Some people often believe that the Food and Drug Administration (FDA) does not regulate nutritional supplements. However, this can be further from the truth. The FDA has been regulating dietary supplements since 1994 through the Dietary Supplement Health and Education Act or DSHEA.
While the law does not require supplement manufacturers to subject their products to the same kind of testing as pharmaceutical products, there are still regulations in place to ensures that supplements are safe and effective.

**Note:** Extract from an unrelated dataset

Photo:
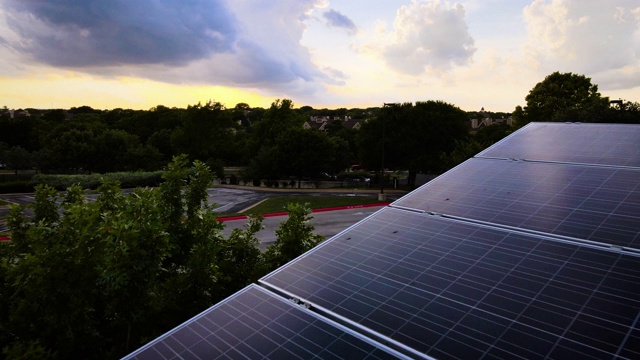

If you’re new to the nutritional supplement industry, you should know that the FDA has guidelines to regulate nutritional supplements. They have guidelines on selling, marketing, ingredient safety, and manufacturing. Here are five specific ways that the FDA regulates the supplement industry:
5 Ways the FDA Regulates Nutritional Supplements
- They monitor the marketing claims made by dietary supplement companies. This prevents businesses from making false claims that their products can prevent, reduce the symptoms or, or cure diseases.
- They review and approve the introduction of new ingredients to the market. New ingredients are given GRAS (generally recognized as safe) or NDI (new dietary ingredients) status once they pass the testing set by the FDA.
- They establish supplement label warning requirements if there is evidence that an ingredient is harmful. If necessary, they may also order the mandatory removal of an ingredient from the marketplace.
- They inspect manufacturing facilities and look for deficiencies, if there are any, to ensure a company’s compliance with Good Manufacturing Practices (GMPs). They check for the following:
- Cleaning and sanitation practices
- Employee hygiene practices
- Manufacturing processes
- Quality control procedures
If a manufacturer is found to be lacking in certain areas, they will be asked to correct their deficiencies and comply with the GMPs
5. They regulate various factors of your business. This includes raw material verification, finished product testing, and accurate labeling. Such guidelines help ensure that supplements in the market are safe and effective for human consumption.